Since settings are just a Map, the host app developer can inject them directly. If you maintain a shelf of plugins shared across several apps, this is how you flip the same plugin into different modes without forking plugin code.

const exampleSettings = RuntimeSettings(
plugins: {PluginId('linter_suite'): PluginConfig(enabled: true)},
services: {
// Key is pluginId:serviceId in wire form, built via typed chain.
},
);

Same plugin code, two runtimes, two behaviors, zero if (appName == 'A') branches buried inside the plugin. The user-facing and developer-facing cases can also mix: some config keys come from the app developer, others from the end user, and they all land in the same config node on the service.

Make it discoverable without instantiating it

Section titled “Make it discoverable without instantiating it”

Sometimes the host app needs to know things about your service before deciding whether to touch it. What file formats does it support? Is it slow? Does it belong in the “experimental” pane of a settings screen? Does the CEO insist it appear first?

Capabilities are the answer. A Capability is an empty abstract base class.

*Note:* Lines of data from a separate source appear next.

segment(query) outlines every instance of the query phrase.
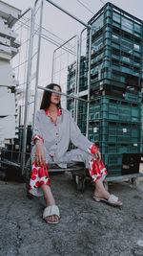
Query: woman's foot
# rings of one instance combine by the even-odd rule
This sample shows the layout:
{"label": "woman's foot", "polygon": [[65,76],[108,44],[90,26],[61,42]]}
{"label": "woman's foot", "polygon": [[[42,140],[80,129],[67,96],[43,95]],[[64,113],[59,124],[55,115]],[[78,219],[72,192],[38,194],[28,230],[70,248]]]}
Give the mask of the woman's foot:
{"label": "woman's foot", "polygon": [[57,215],[51,215],[44,219],[48,223],[58,223],[58,216]]}
{"label": "woman's foot", "polygon": [[44,209],[43,219],[50,224],[57,224],[60,218],[57,205],[50,205]]}
{"label": "woman's foot", "polygon": [[118,200],[118,198],[113,195],[111,195],[108,191],[106,191],[101,178],[95,181],[95,191],[93,198],[96,201],[103,200],[112,205],[122,205],[122,202]]}

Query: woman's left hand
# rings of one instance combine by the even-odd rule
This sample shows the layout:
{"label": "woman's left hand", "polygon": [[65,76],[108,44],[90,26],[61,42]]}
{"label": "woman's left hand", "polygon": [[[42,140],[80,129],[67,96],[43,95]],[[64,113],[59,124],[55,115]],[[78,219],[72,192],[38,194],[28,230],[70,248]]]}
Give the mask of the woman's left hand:
{"label": "woman's left hand", "polygon": [[101,152],[99,151],[97,151],[95,153],[94,153],[96,159],[98,162],[100,162],[101,160]]}

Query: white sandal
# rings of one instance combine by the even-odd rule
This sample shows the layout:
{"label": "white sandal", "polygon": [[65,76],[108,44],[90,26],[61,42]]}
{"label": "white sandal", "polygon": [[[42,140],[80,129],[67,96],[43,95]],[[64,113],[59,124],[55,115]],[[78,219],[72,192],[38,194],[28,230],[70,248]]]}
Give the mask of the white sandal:
{"label": "white sandal", "polygon": [[57,205],[51,205],[51,206],[48,206],[44,209],[44,212],[43,212],[43,219],[50,224],[57,224],[58,223],[58,221],[47,221],[46,218],[49,217],[49,216],[52,216],[52,215],[56,215],[58,218],[60,218],[60,214],[59,214],[59,208],[57,207]]}
{"label": "white sandal", "polygon": [[93,199],[95,201],[105,201],[105,202],[107,202],[107,203],[109,203],[111,205],[113,205],[113,206],[121,206],[122,205],[122,202],[114,195],[111,195],[109,199],[96,198],[96,197],[93,197]]}

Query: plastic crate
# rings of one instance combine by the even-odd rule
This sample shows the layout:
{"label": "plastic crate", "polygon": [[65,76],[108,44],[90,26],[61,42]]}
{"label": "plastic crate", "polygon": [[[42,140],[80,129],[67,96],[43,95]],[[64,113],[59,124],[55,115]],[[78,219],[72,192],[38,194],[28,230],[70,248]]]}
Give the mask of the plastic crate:
{"label": "plastic crate", "polygon": [[141,153],[125,153],[122,160],[122,175],[139,173]]}
{"label": "plastic crate", "polygon": [[141,123],[121,123],[108,120],[90,122],[89,138],[106,143],[141,143]]}
{"label": "plastic crate", "polygon": [[139,153],[142,144],[113,144],[106,142],[95,142],[102,153]]}
{"label": "plastic crate", "polygon": [[109,96],[98,97],[90,105],[90,120],[109,119],[141,122],[141,105]]}
{"label": "plastic crate", "polygon": [[102,154],[102,161],[107,168],[109,176],[121,175],[122,154]]}

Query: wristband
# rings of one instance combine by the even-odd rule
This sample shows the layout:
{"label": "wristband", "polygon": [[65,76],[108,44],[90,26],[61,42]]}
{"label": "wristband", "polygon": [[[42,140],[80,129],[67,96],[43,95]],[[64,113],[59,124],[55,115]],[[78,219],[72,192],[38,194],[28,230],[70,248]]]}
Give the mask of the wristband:
{"label": "wristband", "polygon": [[98,147],[95,145],[95,144],[92,144],[91,147],[90,147],[90,152],[92,154],[94,154],[96,151],[98,151],[99,149]]}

You subclass it with whatever fields you want, attach instances during registration, and the host reads them back through the registry without instantiating the service.

void registerLinterWithCapabilities(ServiceRegistry registry) {
registry.registerSingleton<CodeLinter>(
pluginId: const PluginId('linter_suite'),
serviceId: const ServiceId('linter'),
create: () => CodeLinter(),
capabilities: {
const SupportsLanguages(['dart', 'js']),
const PartOfASuiteOfTools('super_suite'),
const CanBeSlow(true, reason: 'network round-trip per call'),
},
);
}

And on the reading side:

void inspectWrapper(ServiceRegistry registry) {
final wrapper = registry.resolveRaw<CodeLinter>(const ServiceId('linter'));
final caps = wrapper.capabilities;
final slow = caps.getOfType<CanBeSlow>();
print('slow reason: ${slow?.reason}');
print('has languages: ${caps.hasType<SupportsLanguages>()}');
}

resolveCapability returns the capability instance, or null when the slot is unregistered, every registration is disabled, or the current winner does not carry that capability type. The same call serves as a presence check and as access to capability fields like SupportsFileFormats.extensions.

The runtime does not know what SupportsFileFormats or IsSlowCapability mean. It just holds them. Defining a schema for your settings UI, tagging slots for routing, marking which plugins the CEO loves: that is all up to you. See Capabilities for the full reader-side story.

  1. Name the feature.

    Pick a short, stable pluginId. Lowercase and underscores age well: notification, sql_language, markdown_preview.

  2. Pick the scope.

    Use SessionPlugin for document/chat/workspace behavior. Use GlobalPlugin for truly shared runtime behavior.

  3. Write the service first.

    Keep it as a normal Dart class unless it needs settings or lifecycle.

  4. Register one clear slot.

    Prefer descriptive service ids like notification_service over vague names like service.

  5. Put reactions in a service, not the plugin class.

    Event subscriptions, typed request handlers, timers, and background tasks belong in a StatefulPluginService’s attach(...), where subscriptions are tracked for you. Keep the plugin’s own attach(...) for plugin-wide wiring like peer resolution.

  6. Promote only when needed.

    Reach for PluginService, StatefulPluginService, capabilities, and custom contexts when the feature earns them.